Dopo avere appurato che Babbo Natale esiste, un altro mito natalizio ha avuto conferma in questi giorni, quello della Befana.
Di essa ha avuto un amaro riscontro il tennista Novak Djokovic, a cui la vecchietta, che di notte passa in tutta fretta, ha lasciato un bel po’ di carbone, nella logora sua calzetta.
Ormai, infatti, è ufficiale: l’Australia ha negato il visto d’ingresso al campione serbo, che, dunque, non potrà partecipare agli Australian Open, previsti a Melbourne dal 17 al 30 gennaio prossimi.
Motivo dell’esclusione è il rifiuto di sottoporsi alla vaccinazione, così come stabilito dal regolamento del torneo e dalle leggi dello Stato ospitante.
Dapprima era sembrato che le autorità fossero inclini ad accettare l’esenzione esibita dal grande sportivo, ma dopo il suo atterraggio, Djokovic è stato fermato in hotel, sottoposto ad un lungo interrogatorio, al termine del quale è stata comunicata la decisione di non concedergli il permesso d’entrata e, di conseguenza, di estrometterlo dalla gara.

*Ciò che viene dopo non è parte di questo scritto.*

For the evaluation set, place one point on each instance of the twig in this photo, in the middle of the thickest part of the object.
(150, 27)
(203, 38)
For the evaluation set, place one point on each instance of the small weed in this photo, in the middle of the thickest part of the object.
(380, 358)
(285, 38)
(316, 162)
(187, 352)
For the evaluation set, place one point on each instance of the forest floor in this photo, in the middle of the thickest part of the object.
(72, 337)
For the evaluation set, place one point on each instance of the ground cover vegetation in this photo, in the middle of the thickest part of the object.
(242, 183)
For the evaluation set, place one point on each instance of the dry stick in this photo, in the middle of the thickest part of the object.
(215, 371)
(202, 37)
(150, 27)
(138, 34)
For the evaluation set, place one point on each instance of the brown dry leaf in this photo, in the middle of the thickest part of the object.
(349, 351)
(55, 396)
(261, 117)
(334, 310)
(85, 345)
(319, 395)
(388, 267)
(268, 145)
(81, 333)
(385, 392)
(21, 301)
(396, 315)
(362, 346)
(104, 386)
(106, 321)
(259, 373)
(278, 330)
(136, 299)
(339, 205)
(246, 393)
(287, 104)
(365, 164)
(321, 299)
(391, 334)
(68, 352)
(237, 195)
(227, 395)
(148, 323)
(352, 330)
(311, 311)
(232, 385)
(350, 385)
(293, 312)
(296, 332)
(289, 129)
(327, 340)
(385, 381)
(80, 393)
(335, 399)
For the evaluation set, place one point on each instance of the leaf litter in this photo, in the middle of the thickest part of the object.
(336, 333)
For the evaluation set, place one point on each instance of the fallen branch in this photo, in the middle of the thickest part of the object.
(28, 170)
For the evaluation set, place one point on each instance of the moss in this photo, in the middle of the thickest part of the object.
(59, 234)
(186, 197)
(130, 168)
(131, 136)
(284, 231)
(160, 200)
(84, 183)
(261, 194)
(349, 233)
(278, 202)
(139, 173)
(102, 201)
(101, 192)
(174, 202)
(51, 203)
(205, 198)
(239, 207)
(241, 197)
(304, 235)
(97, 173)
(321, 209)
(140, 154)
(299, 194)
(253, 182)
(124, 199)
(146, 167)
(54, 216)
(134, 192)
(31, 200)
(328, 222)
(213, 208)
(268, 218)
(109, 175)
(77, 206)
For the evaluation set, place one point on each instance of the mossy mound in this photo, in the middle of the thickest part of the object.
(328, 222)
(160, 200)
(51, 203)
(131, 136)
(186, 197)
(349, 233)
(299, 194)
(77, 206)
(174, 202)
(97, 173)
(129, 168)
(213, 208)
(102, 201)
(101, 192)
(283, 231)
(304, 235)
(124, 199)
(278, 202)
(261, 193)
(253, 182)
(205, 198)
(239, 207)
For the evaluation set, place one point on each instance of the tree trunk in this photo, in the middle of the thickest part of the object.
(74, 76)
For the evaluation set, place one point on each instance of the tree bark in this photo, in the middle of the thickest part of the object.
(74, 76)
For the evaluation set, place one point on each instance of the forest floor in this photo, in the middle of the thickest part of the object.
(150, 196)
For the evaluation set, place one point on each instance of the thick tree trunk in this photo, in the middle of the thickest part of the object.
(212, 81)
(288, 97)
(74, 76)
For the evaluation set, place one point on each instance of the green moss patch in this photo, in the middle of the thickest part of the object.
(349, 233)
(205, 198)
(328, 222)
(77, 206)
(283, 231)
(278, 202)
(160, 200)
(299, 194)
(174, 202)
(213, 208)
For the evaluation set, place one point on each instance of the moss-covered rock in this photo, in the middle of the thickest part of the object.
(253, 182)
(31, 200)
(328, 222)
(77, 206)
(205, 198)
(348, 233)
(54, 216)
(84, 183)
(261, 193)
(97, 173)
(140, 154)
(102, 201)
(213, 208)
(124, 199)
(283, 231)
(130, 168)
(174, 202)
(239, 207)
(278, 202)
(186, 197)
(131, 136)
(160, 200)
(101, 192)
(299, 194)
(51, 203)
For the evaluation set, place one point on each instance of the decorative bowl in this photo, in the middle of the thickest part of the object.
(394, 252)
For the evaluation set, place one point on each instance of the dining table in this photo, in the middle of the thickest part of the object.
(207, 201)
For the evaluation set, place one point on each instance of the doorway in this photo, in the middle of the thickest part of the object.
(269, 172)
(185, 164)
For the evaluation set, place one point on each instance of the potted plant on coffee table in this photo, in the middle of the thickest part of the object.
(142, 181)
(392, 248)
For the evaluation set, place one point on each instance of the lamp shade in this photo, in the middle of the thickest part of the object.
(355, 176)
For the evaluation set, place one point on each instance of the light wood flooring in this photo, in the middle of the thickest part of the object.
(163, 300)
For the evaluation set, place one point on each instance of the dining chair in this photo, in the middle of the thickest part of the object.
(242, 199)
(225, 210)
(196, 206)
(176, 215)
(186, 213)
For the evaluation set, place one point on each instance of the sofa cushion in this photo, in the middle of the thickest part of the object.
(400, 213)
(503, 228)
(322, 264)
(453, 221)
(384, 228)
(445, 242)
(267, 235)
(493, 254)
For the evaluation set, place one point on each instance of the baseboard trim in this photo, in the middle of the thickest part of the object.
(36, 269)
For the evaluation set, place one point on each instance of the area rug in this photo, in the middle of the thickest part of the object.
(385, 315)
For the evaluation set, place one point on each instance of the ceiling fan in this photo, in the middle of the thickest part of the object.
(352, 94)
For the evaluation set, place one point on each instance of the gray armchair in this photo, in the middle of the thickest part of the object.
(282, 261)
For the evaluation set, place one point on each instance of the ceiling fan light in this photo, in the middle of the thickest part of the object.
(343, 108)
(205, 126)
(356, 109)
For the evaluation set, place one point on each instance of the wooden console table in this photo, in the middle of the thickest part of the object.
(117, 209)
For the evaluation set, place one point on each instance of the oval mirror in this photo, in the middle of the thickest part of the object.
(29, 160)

Non è chiaro a cosa si debba quest’improvviso cambio di posizione.
Pare che non siano state giudicate sufficienti le ragioni che dispenserebbero dal vaccino l’interessato, visto che non soffrirebbe di alcuna forma di intolleranza.
Inoltre, non è neanche chiaro quando Djokovic abbia contratto il virus, per verificare se sia trascorso il tempo necessario tra la guarigione e la somministrazione della fiala immunizzante.
Personalmente ritengo, tuttavia, che decisivo debba essere stato il moto d’indignazione mondiale, sollevatosi contro di lui, anzi contro quella che sarebbe stata una clamorosa e inaccettabile ingiustizia planetaria.
Beninteso, qui non si vuole discutere, né tanto meno contestare un orientamento politico o ideologico che, nella fattispecie, è notoriamente no vax.
Anzi, dal mio punto di vista, ogni idea va comunque rispettata, molto di più quando non è condivisa.
Ma se la libera espressione del pensiero è uno dei capisaldi della contemporaneità (liberté), essa non va dissociata dagli altri due: fraternité e, soprattutto, egalité.
Quest’ultima non è subordinata alle capacità di un individuo, al suo talento artistico o sportivo, al suo potenziale redditizio (pensiamo al danno che ne avranno gli sponsor), alle sue doti intellettuali, alla posizione sociale o istituzionale.
Ma scaturisce da una grandezza, connaturata ad ogni essere umano, che si chiama dignità.
Anzi, chi ha delle responsabilità che lo pongono in una condizione di maggiore visibilità, messo alla prova, deve dare esempio di rettitudine e senso civico, per evitare che gli eventuali suoi diritti siano scambiati per privilegi.
Come ha fatto Sergio Mattarella, che ha aspettato il proprio turno in un centro vaccinale della capitale, dopo avere atteso quello anagrafico che, lo ricorderemo, dava la precedenza agli ottuagenari.
Trattare i potenti alla stregua degli altri garantisce, d’altro canto, che i deboli non siano discriminati, bistrattati o, in alcun modo, penalizzati.
Quanti bravissimi professori, ad esempio, sono stati sospesi dal servizio e non percepiscono lo stipendio perché non vogliono, taluni non possono, vaccinarsi!
E l’elenco potrebbe continuare con tanti dipendenti, pubblici e privati.
Collaboratrici familiari, badanti, baby sitter, che sono state addirittura licenziate perché sprovviste di green pass.
Quale spiegazione si sarebbe potuto dare a costoro se un miliardario come Djokovic, il cui stipendio è di circa 117.414,77 euro al giorno, fosse stato favorito così sfacciatamente?
Non v’è dubbio che senza di lui il torneo sarà più povero e non solo economicamente: ci sarà minore spettacolo e lo sport non godrà delle prodezze di uno dei più grandi campioni di tutti i tempi.
Ma la giustizia chiede, talora esige, che si paghi un prezzo, a volte molto salato.
A Critone che lo induce ad evadere, anziché sottoporsi alla condanna a morte, Socrate risponde: “[…] E se ci apparirà chiaro che di un’azione ingiusta si tratta, cerchiamo di non preoccuparci di dover morire o di subire qualsiasi altra pena (e restiamo con tranquillità al nostro posto), dandoci pensiero, piuttosto, di non commettere un’ingiustizia”.
I legali di Djokovic, com’era prevedibile, si sono appellati e lunedì prossimo si conoscerà il verdetto del magistrato.
Non possiamo che sperare che, se c’è un giudice a Canberra, questa lezione di civiltà, offerta al mondo dall’Oceania, non subisca arretramenti, ma vada sino in fondo.